Once you had them, all you had to do was start populating their news feed with promotional posts, and clicks would follow. And if a few updates were good, then more were better. In fact, forget a steady stream. You could set up an auto scheduler to shoot out updates like a fire hose.
Then came that fateful day when Facebook changed their algorithm.
Now your updates were only being seen by a tiny fraction of your followers. The evil F suddenly wanted you to pay for all that reach you were used to getting for free.
Corporate greed for sure.
But do you think a teeny part of their reasoning could have been to protect their members from being pummeled by spammy promotion?
Didn’t matter too much, because along came Twitter.

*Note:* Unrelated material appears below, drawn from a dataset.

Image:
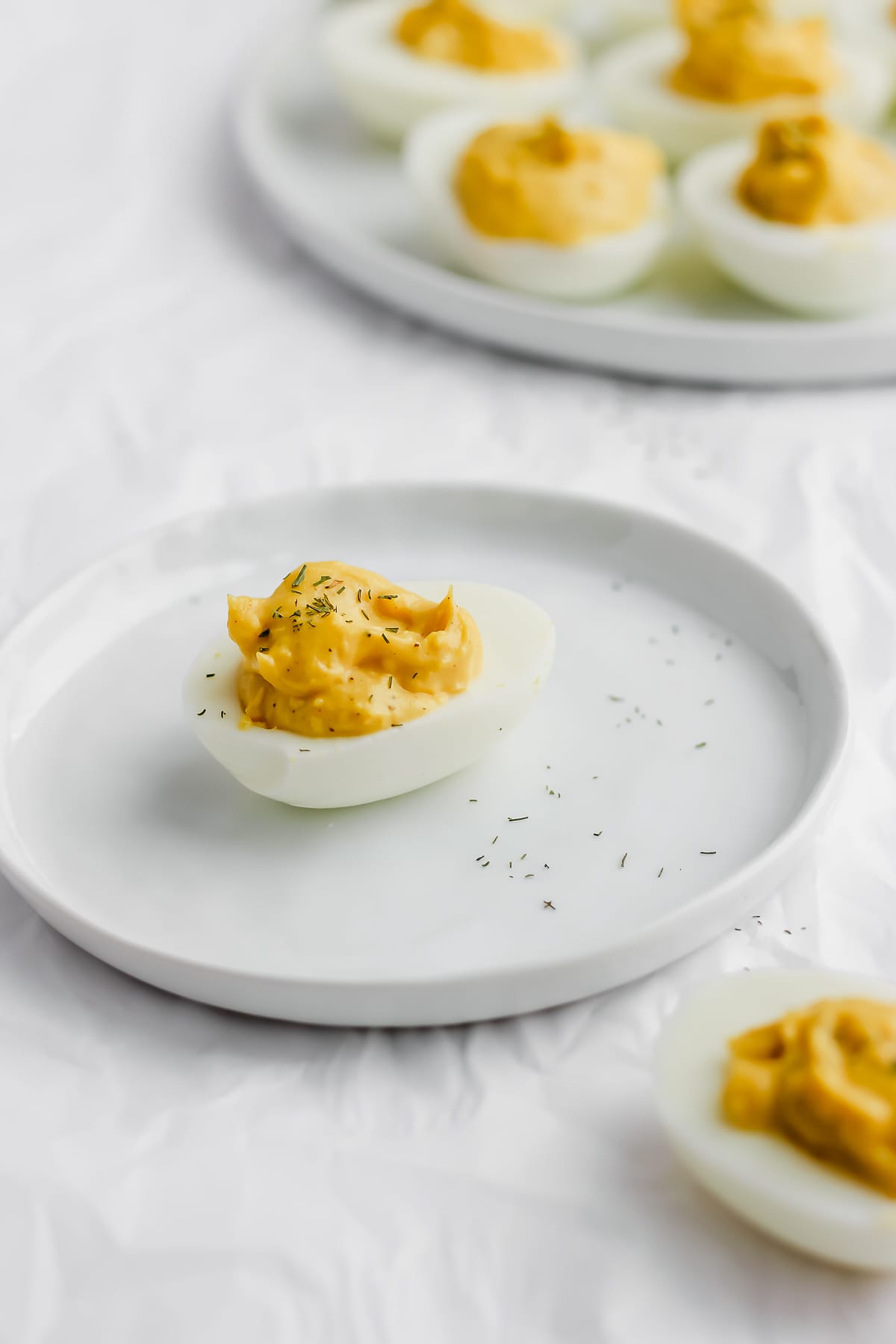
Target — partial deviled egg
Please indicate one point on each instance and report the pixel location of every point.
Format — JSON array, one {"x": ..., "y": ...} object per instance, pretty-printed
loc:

Hundreds of millions of users. Easy to get followers. And every one of them could see your tweets for free. Or they could if you sent each one multiple times a day. You just needed to automate it with a robo-tweeter to send the same message about your site every two minutes.
Using this strategy, you pwned hashtags like #growthhacking and #opportunity.
Unfortunately, Twitter countered this tactic by introducing the Relevant feed, which has now become the Top tweets feed. Hey, how come none of your tweets ever show up there?
We inbound traffic hackers haven’t ruined Twitter yet. But if we can just keep doing what we’re doing, and maybe go from giving it 110% to giving it 120%, we can do it. We can force them into the Facebook model of drip-feeding to our followers.
History is on our side.
Back in the 1950s, Vicinity Marketing Hackers (sometimes called door-to-door salesmen) forced our grandparents to get No Soliciting signs.
Throughout the 1980s, Voice Sales Hackers (sometimes called telemarketers) were such a nuisance, Congress passed the Telephone Consumer Protection Act of 1991 and later set up the National Do Not Call Registry and severely curtailed the phone sales industry.
In the 1990s, Inbox Hacking (sometimes called SPAM) led to the Federal CAN-SPAM Act of 2003, effectively taking all the fun out of email marketing.
By 2020 expect a federal Social Media Abuse Czar to monitor all communications platforms for unauthorized marketing.
But who cares?
We’ll be sharing Handbills-Tucked-Under-Wiper-Blades-In-Grocery-Store-Parking-Lots marketing tips on our CB radios.